Thailand Economic Monitor - April 2018: Beyond the Innovation Paradox


Thailand is expected to post 4.1% growth in 2018 as recovery broadens - the highest since 2012.

  • Thailand’s economic growth attained 3.9% in 2017 due to external demand - the best growth performance since 2012.
  • Consumer confidence increased to its highest level since January 2015. Consumption accounts for close to 50% of GDP in 2017, thus contributing to close to half of aggregate economic growth last year.
  • Exports accelerated to 7.5% due to merchandise goods exports and tourism. This reflects a regional trend, as export growth increased across all economies in the region.
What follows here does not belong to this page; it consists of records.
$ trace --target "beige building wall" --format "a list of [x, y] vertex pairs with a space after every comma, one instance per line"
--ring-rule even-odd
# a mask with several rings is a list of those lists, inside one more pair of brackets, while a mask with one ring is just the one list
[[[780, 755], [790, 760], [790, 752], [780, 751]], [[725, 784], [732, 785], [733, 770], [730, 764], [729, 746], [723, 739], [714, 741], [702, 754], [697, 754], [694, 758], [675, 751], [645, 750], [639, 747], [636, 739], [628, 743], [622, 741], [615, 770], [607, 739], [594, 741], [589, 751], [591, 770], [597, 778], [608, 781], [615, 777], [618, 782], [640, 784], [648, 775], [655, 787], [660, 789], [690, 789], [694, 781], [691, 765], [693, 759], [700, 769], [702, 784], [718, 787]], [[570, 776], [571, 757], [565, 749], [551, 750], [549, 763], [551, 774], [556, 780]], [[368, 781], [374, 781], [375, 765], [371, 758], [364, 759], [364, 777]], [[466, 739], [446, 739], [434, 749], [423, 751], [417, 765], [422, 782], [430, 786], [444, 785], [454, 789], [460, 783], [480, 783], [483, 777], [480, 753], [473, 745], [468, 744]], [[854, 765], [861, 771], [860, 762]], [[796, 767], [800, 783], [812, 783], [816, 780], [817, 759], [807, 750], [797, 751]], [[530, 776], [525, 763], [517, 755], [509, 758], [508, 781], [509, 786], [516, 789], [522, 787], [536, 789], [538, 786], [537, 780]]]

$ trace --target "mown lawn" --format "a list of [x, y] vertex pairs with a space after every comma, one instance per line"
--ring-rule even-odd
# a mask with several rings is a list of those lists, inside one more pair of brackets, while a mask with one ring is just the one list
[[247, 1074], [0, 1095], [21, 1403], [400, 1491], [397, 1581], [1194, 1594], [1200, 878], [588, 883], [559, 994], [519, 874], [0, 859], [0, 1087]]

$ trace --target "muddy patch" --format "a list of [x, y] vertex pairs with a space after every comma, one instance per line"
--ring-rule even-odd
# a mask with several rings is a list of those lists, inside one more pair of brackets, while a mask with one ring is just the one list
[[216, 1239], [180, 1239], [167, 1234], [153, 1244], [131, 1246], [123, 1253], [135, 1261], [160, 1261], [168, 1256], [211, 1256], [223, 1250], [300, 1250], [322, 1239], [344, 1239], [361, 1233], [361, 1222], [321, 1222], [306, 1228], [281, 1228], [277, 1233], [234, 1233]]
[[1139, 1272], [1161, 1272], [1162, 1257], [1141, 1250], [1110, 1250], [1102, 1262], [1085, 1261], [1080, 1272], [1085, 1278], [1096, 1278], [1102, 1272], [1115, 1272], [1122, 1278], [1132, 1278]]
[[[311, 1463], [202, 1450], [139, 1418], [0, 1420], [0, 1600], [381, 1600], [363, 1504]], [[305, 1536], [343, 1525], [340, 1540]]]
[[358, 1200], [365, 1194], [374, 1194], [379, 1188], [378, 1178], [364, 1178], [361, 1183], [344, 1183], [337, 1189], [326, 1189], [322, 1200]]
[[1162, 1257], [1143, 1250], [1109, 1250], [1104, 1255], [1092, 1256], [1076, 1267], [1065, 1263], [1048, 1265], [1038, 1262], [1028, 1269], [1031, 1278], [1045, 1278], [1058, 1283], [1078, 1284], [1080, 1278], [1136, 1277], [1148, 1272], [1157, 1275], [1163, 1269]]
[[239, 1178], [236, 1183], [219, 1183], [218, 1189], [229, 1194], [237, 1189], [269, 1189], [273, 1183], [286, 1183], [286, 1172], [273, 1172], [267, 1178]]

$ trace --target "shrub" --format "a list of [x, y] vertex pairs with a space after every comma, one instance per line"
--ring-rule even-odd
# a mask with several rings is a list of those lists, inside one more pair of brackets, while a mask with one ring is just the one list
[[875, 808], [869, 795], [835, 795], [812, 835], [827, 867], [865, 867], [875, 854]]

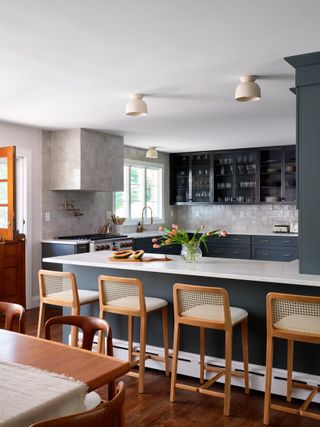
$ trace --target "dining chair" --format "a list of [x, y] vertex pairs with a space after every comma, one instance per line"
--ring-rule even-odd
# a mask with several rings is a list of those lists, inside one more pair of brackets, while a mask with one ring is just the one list
[[[37, 337], [40, 338], [45, 320], [46, 305], [71, 308], [71, 314], [80, 315], [80, 307], [84, 304], [98, 302], [98, 291], [78, 289], [74, 273], [63, 271], [39, 271], [39, 321]], [[77, 328], [71, 329], [72, 344], [77, 344]]]
[[21, 334], [25, 333], [24, 328], [24, 315], [25, 310], [20, 304], [14, 304], [13, 302], [0, 302], [0, 313], [5, 316], [4, 329], [7, 331], [13, 331], [14, 322], [18, 319], [18, 331]]
[[[106, 353], [108, 356], [113, 356], [113, 347], [112, 347], [112, 331], [108, 323], [97, 317], [90, 316], [56, 316], [51, 317], [45, 323], [45, 338], [51, 340], [51, 327], [54, 325], [70, 325], [80, 328], [83, 333], [82, 345], [81, 348], [84, 350], [92, 350], [94, 336], [96, 332], [101, 331], [104, 334], [106, 341], [106, 350], [104, 346], [98, 348], [100, 353]], [[108, 384], [108, 397], [109, 399], [113, 398], [115, 393], [115, 384], [114, 382]], [[91, 392], [88, 393], [86, 399], [87, 407], [94, 407], [101, 402], [100, 397], [97, 393]]]
[[120, 382], [115, 397], [97, 408], [66, 417], [40, 421], [30, 427], [124, 427], [125, 396], [125, 386]]

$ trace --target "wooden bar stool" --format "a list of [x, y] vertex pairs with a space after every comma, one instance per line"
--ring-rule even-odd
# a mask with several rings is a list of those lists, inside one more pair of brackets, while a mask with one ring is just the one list
[[[40, 270], [39, 271], [40, 310], [37, 337], [41, 336], [44, 327], [46, 304], [59, 307], [70, 307], [71, 314], [80, 315], [80, 306], [99, 300], [98, 291], [89, 291], [77, 287], [73, 273]], [[71, 343], [77, 345], [77, 328], [71, 328]]]
[[[311, 390], [307, 399], [298, 409], [271, 403], [273, 338], [282, 338], [288, 342], [287, 401], [291, 402], [294, 387]], [[270, 422], [270, 409], [320, 420], [320, 413], [307, 410], [320, 389], [292, 380], [294, 341], [320, 344], [320, 297], [271, 292], [267, 295], [266, 388], [263, 418], [266, 425], [269, 425]]]
[[[116, 313], [128, 316], [128, 358], [131, 366], [139, 365], [139, 393], [144, 391], [145, 360], [164, 361], [166, 375], [169, 375], [168, 351], [168, 302], [160, 298], [145, 297], [143, 285], [139, 279], [126, 277], [99, 276], [100, 318], [104, 313]], [[161, 311], [163, 324], [164, 357], [146, 354], [147, 315]], [[132, 348], [133, 317], [140, 318], [140, 351]], [[99, 336], [99, 348], [102, 345]], [[133, 360], [133, 357], [139, 357]]]
[[[176, 283], [173, 287], [174, 301], [174, 342], [170, 401], [175, 401], [175, 389], [184, 389], [208, 394], [224, 399], [223, 414], [230, 412], [231, 375], [244, 377], [245, 392], [249, 393], [248, 369], [248, 313], [229, 306], [228, 292], [222, 288], [208, 286], [183, 285]], [[241, 324], [244, 372], [232, 371], [232, 332], [233, 327]], [[181, 325], [200, 328], [200, 386], [193, 387], [177, 383], [177, 367], [179, 355]], [[205, 329], [221, 329], [225, 331], [225, 368], [210, 367], [205, 364]], [[204, 372], [218, 372], [213, 378], [204, 382]], [[225, 376], [224, 393], [209, 390], [219, 378]]]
  • Imports grew by 6.5%, with the largest increases in the import of raw materials and intermediate goods. Capital goods imports grew by 8.6% in 2017, reflecting a rise in machinery and equipment imports, which is a leading indicator for increased private investment activity in 2018.
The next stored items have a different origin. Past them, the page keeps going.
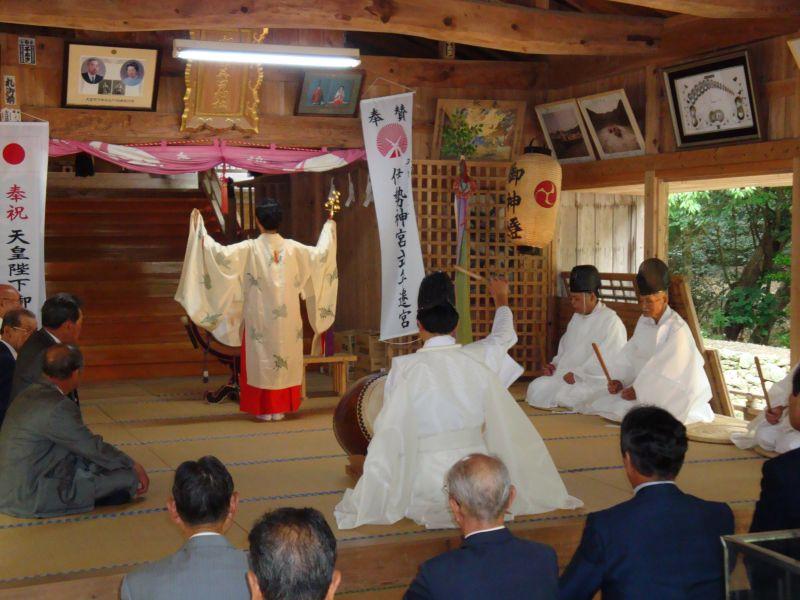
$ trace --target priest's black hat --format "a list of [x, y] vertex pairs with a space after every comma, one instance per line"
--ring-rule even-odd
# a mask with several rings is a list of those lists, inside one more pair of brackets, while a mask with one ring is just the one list
[[417, 294], [417, 309], [423, 310], [449, 304], [455, 307], [456, 289], [447, 274], [436, 271], [423, 277]]
[[590, 292], [597, 295], [600, 289], [600, 271], [594, 265], [578, 265], [569, 273], [569, 291], [573, 294]]
[[663, 260], [648, 258], [639, 265], [636, 274], [636, 286], [640, 296], [649, 296], [656, 292], [669, 290], [669, 268]]

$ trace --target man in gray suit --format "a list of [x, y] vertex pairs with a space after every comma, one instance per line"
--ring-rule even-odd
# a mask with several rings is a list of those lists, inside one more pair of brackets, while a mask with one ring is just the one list
[[217, 458], [186, 461], [175, 471], [167, 510], [186, 543], [172, 556], [122, 580], [122, 600], [247, 600], [247, 556], [225, 539], [239, 495]]
[[42, 377], [14, 399], [0, 429], [0, 512], [55, 517], [144, 494], [142, 466], [94, 435], [68, 397], [80, 382], [80, 350], [55, 344], [42, 363]]

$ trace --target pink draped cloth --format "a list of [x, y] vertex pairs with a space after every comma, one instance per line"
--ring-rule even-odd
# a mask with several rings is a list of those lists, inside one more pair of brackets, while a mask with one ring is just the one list
[[176, 175], [195, 173], [227, 163], [256, 173], [279, 175], [281, 173], [322, 172], [344, 167], [365, 156], [363, 148], [345, 150], [319, 150], [308, 148], [255, 148], [228, 146], [215, 140], [213, 145], [122, 146], [105, 142], [75, 142], [50, 140], [50, 156], [86, 152], [97, 158], [131, 171]]

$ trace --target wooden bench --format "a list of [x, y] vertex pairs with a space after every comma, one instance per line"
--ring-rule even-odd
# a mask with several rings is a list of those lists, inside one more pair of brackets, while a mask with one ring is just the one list
[[[636, 288], [636, 275], [632, 273], [600, 273], [600, 278], [602, 280], [600, 299], [619, 315], [628, 330], [628, 337], [630, 338], [636, 328], [636, 322], [642, 314], [639, 309], [639, 291]], [[564, 289], [569, 289], [569, 272], [561, 273], [561, 281], [564, 284]], [[553, 321], [555, 330], [553, 333], [555, 335], [553, 335], [552, 339], [557, 342], [567, 330], [567, 324], [574, 311], [567, 297], [556, 298], [554, 305], [556, 315]], [[686, 283], [682, 275], [673, 275], [671, 278], [669, 305], [689, 325], [695, 344], [697, 344], [697, 349], [705, 361], [706, 375], [708, 375], [708, 381], [711, 384], [711, 408], [717, 414], [732, 417], [733, 405], [728, 395], [728, 386], [725, 383], [719, 353], [716, 350], [707, 350], [703, 344], [703, 338], [700, 334], [700, 322], [697, 320], [697, 311], [694, 308], [689, 284]], [[548, 359], [552, 356], [553, 353], [548, 356]]]
[[[347, 391], [347, 363], [356, 362], [358, 357], [355, 354], [332, 354], [331, 356], [304, 356], [303, 366], [309, 365], [330, 365], [331, 377], [333, 378], [333, 391], [337, 396], [341, 396]], [[303, 369], [303, 398], [306, 395], [306, 374]]]

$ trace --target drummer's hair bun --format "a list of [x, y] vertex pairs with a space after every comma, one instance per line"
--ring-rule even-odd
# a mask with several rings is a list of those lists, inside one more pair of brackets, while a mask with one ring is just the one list
[[[434, 306], [456, 303], [456, 290], [453, 281], [445, 273], [436, 271], [426, 275], [419, 284], [417, 308], [428, 309]], [[448, 332], [449, 333], [449, 332]]]
[[458, 311], [450, 302], [417, 310], [417, 320], [429, 333], [447, 335], [458, 325]]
  • Public investment decelerated in 2017 due to approval delays and inclement weather.  Accelerating implementation of large projects, especially those under the Transportation Action Plan, will be critical to strengthening the economic recovery in 2018 through 2019. Continued reform momentum in skills and education, public investment management, and services will be critical for raising Thailand’s long-term growth path above 4.0 percent.

Thailand’s long-term growth prospects rest on innovation, yet it is an example of an emerging market facing the innovation paradox; returns to investments in technology are high but actual investments are low.
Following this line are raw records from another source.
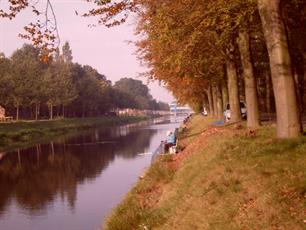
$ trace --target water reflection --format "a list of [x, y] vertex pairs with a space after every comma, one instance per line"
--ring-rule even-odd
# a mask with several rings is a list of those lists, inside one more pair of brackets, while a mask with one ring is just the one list
[[96, 129], [0, 153], [0, 229], [96, 228], [150, 164], [138, 154], [153, 151], [172, 126], [159, 120]]
[[130, 159], [144, 152], [155, 132], [127, 125], [2, 154], [0, 215], [12, 197], [33, 213], [60, 194], [73, 209], [77, 184], [101, 174], [117, 155]]

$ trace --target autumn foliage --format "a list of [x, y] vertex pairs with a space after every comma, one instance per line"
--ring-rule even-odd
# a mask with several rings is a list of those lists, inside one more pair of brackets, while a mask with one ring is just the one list
[[[28, 1], [9, 2], [11, 8], [0, 11], [2, 17], [13, 18], [27, 7], [37, 17], [54, 16], [50, 1], [46, 9], [51, 14]], [[229, 102], [231, 121], [239, 122], [240, 101], [246, 101], [248, 127], [260, 125], [259, 112], [276, 111], [277, 135], [300, 135], [306, 104], [305, 0], [87, 2], [95, 4], [93, 9], [80, 15], [96, 18], [97, 25], [117, 26], [137, 16], [141, 39], [135, 44], [139, 60], [148, 67], [144, 75], [162, 82], [181, 103], [200, 104], [221, 118]], [[22, 35], [43, 55], [54, 51], [58, 38], [55, 17], [53, 21], [51, 29], [48, 21], [30, 24]]]

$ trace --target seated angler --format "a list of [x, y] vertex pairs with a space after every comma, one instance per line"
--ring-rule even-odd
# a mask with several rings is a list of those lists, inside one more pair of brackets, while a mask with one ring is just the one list
[[167, 140], [166, 140], [166, 143], [165, 143], [165, 153], [167, 153], [169, 151], [169, 148], [171, 146], [175, 146], [176, 144], [176, 136], [175, 136], [175, 133], [172, 132], [172, 131], [168, 131], [167, 132]]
  • Long-term growth prospects rest on productivity as labor accumulation and capital expansion will inevitably diminish in the context of Thailand’s rapidly aging society.
  • Transitioning to a high-income innovation-based economy requires investment in not only innovation inputs, but also complementary factors that provide the right incentives for investing in innovation. Key areas for Thailand include: competition policy, services liberalization, big data, a skilled workforce, and intellectual property rights. Strong implementation will be key as innovation is a long-term risky endeavor.  
  • Developing countries do not make large investments in innovation, and also invest far less in every type of innovation than advanced countries do. Thailand lags behind China and Malaysia in both innovation inputs and outputs, yet boasts higher innovation efficiency than Malaysia and Indonesia.